Depending on whom you speak to, Total Life Forever may be viewed as a better set of songs - and even Antidotes, a forceful but slightly outdated debut, will be championed by those who long for the Foals of old - but Holy Fire's cohesion and perfect flow mark it out as the strongest album in the band's catalogue. There are certain songs on which its predecessor's legacy is most strongly felt; slow-burning album centrepiece 'Late Night' could be Spanish Sahara's funkier cousin, with a strong emphasis placed on Walter Gervers' basslines; and 'Milk and Black Spiders' is reminiscent of '2 Trees', right down to the rave-influenced drum pattern from Jack Bevan. This time around, though, the sound is more muscular: the powerful post-chorus riff in 'Inhaler' simply wouldn't have worked before now. The heaviest moment in the band's catalogue so far would have sounded out of place on either of their previous records, but there's enough variety between that, 'Prelude' and infectious current single 'My Number' to suggest that the band have widened their focus considerably. They can get away with more.
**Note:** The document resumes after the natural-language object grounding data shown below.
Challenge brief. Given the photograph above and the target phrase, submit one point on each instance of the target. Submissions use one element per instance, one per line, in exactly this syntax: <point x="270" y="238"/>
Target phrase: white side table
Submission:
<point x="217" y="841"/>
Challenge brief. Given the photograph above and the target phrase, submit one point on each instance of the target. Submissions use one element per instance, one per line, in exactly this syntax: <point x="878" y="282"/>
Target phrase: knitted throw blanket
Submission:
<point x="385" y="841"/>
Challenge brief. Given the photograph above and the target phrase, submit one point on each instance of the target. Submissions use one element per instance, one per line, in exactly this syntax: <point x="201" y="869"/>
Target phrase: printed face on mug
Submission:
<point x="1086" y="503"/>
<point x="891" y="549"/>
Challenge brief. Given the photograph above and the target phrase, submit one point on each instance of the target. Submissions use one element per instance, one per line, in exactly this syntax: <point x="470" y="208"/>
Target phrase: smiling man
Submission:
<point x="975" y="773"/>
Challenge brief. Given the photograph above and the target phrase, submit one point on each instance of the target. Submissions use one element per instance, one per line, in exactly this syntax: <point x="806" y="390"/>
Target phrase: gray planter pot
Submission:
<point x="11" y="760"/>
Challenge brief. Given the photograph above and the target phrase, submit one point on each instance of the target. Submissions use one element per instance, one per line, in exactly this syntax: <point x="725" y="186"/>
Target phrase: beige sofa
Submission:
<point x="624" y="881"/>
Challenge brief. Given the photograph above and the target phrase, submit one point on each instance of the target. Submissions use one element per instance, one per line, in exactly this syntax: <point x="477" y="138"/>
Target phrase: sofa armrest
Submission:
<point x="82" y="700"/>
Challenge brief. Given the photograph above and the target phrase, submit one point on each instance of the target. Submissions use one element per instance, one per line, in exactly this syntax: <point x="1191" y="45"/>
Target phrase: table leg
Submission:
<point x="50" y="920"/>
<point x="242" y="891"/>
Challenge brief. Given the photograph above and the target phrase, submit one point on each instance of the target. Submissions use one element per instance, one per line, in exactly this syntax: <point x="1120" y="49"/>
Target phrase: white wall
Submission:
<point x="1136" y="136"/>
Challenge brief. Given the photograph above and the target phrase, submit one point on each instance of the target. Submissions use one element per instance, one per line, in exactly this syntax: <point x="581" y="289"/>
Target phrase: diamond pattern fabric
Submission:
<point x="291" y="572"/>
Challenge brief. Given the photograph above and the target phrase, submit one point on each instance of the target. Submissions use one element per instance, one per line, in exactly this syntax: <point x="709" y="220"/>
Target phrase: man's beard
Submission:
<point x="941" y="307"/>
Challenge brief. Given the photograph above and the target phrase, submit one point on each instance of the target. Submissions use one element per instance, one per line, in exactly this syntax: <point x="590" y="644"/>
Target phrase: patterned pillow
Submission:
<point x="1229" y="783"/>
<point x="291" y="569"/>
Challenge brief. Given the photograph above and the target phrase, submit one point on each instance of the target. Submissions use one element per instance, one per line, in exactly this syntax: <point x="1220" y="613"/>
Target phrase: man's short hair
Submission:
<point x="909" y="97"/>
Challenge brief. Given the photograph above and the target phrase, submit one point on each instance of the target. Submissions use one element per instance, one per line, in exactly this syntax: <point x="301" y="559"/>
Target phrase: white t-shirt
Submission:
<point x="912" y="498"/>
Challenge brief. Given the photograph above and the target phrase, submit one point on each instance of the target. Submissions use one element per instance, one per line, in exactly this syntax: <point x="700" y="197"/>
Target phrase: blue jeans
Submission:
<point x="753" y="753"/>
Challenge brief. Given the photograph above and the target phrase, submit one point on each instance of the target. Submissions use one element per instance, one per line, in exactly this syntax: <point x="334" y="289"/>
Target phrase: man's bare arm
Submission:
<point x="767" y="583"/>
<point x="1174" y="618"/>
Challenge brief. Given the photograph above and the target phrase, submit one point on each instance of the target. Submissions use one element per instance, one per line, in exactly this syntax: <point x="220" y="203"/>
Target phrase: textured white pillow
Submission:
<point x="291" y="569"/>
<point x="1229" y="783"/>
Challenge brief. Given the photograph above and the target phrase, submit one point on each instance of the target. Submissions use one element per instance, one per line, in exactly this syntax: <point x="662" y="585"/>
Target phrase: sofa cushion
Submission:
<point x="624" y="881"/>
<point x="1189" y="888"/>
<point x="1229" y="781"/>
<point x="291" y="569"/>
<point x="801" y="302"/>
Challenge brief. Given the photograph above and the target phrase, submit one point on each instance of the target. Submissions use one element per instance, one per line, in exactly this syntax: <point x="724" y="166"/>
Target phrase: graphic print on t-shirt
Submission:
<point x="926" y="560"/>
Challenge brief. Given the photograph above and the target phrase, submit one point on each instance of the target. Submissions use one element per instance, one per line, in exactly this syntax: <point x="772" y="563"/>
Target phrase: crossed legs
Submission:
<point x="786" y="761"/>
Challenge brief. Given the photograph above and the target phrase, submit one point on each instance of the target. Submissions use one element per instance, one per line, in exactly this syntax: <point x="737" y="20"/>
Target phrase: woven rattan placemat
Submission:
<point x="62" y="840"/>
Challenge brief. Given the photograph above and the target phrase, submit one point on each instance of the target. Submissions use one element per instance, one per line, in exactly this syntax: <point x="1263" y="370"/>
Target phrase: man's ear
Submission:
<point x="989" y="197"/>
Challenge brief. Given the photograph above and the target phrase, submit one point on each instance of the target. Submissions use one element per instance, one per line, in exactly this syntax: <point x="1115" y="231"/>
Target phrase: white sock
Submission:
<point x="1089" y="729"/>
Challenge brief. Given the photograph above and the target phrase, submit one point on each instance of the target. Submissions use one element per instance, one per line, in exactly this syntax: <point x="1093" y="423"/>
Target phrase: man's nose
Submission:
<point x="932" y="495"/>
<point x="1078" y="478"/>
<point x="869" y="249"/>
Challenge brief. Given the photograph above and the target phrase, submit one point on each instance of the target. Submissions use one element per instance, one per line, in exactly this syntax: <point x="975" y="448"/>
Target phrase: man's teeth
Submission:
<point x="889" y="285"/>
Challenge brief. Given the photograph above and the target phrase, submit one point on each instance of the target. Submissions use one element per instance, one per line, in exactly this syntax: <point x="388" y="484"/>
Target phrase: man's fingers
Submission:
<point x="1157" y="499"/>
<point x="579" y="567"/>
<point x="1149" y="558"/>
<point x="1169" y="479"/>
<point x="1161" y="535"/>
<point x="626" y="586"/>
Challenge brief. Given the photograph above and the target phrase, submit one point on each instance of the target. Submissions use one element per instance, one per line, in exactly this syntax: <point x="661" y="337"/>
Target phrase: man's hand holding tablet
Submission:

For instance, I can't say for sure that the band would have had the confidence to write songs as overtly poppy as 'Bad Habit' and 'Everytime' before now. Sensibly, they're placed right beside each other on the album, allowing their creators to signal to the world (as if it isn't already clear by then), 'Oh hey, we write pop songs now'. Undeniably Foals-ian pop songs, yes, but pop songs all the same. Of these, the swaggering 'Providence' (written in 7/4, no less) is a particular highlight, from its (almost) a capella intro to its jaw-dropping finale, which is hard-hitting both literally and figuratively, as it features Bevan going hell-for-leather on his snare drum. 'Out of the Woods', meanwhile, is simple yet addictive listening, standing up for itself in between two gargantuan songs and doing an impressive job of not getting swallowed up.

When it comes down to it, Foals are essentially the same band they always were. The radical shift in focus came almost 3 years ago, so if that was when the band shed the dance-punk skin of old and tried on something new, here is the album on which they finally settle into themselves. The urgency of old has been mixed with the tender beauty of their more recent output, and the result of this marriage is an album that sums up what they've done before just as well as it heralds the beginning of a bold new chapter for them. They are almost ready to unleash Holy Fire upon the world, and the album deserves to be regarded as their best work yet. It feels as though Foals have finally arrived.